Give an example for: (a) An endothermic animal (b) An ectothermic animal (c) An organism of benthic zone

Answer:

(a) An endothermic animal: Human

(b) An ectothermic animal: Turtle

(c) An organism of benthic zone: Sea cucumber

Question:

Name important defence mechanisms in plants against herbivory.

Answer:

1. Thorns and Spines: These are sharp structures that protrude from the plant and can deter herbivores from eating the plant.

2. Toxins and Secondary Metabolites: Many plants produce toxins and secondary metabolites that are poisonous or distasteful to herbivores and can deter them from eating the plant.

3. Chemical Defenses: Some plants produce chemicals that can repel or deter herbivores from eating the plant.

4. Physical Barriers: Some plants have physical barriers such as waxy coatings or thick cuticles that can make it difficult for herbivores to access the plant.

5. Mimicry: Some plants have evolved to mimic other plants that are toxic or distasteful to herbivores, which can deter them from eating the plant.

6. Allelopathy: Some plants can produce chemicals that can inhibit the growth of other plants, which can make it difficult for herbivores to find food.

Question:

Select the statement which explains best parasitism. (a) One organism is benefited. (b) Both the organisms are benefited. (c) One organism is benefited, other is not affected. (d) One organism is benefited, other is affected.

Answer:

Answer: (d) One organism is benefited, other is affected.

Question:

If a marine fish is placed in a fresh water aquarium, will the fish be able to survive?
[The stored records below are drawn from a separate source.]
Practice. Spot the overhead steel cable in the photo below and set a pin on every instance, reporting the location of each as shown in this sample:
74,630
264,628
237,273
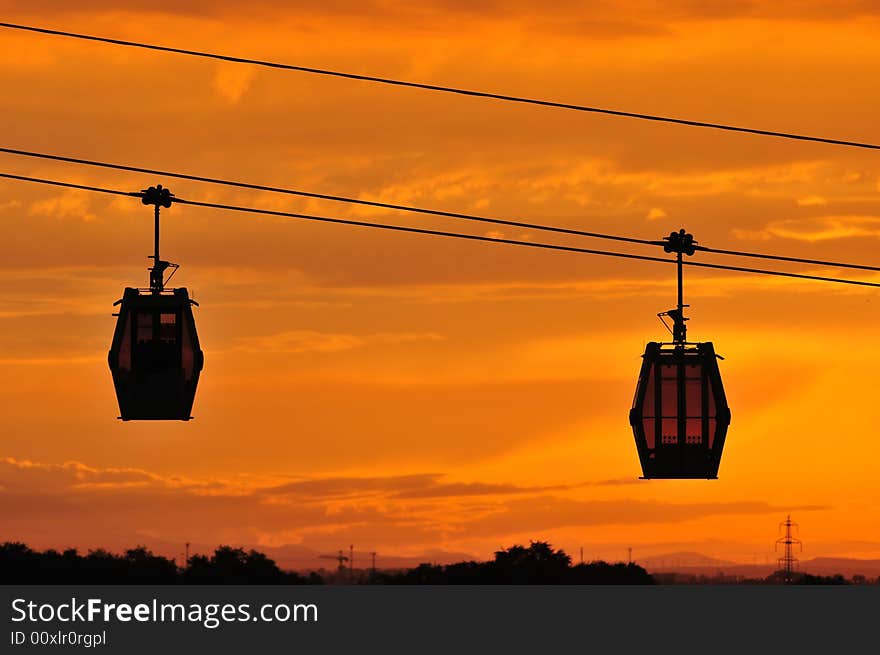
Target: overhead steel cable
325,196
455,235
419,210
444,89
Why or why not?

Answer:

1. No, a marine fish will not be able to survive in a fresh water aquarium because the salinity of the water in the aquarium is much lower than the salinity of the ocean water that a marine fish is used to living in.

2. Marine fish require a certain level of salt in the water in order to survive, and the fresh water aquarium will not provide this. Furthermore, the sudden change in salinity can be very stressful for a marine fish, leading to health complications and even death.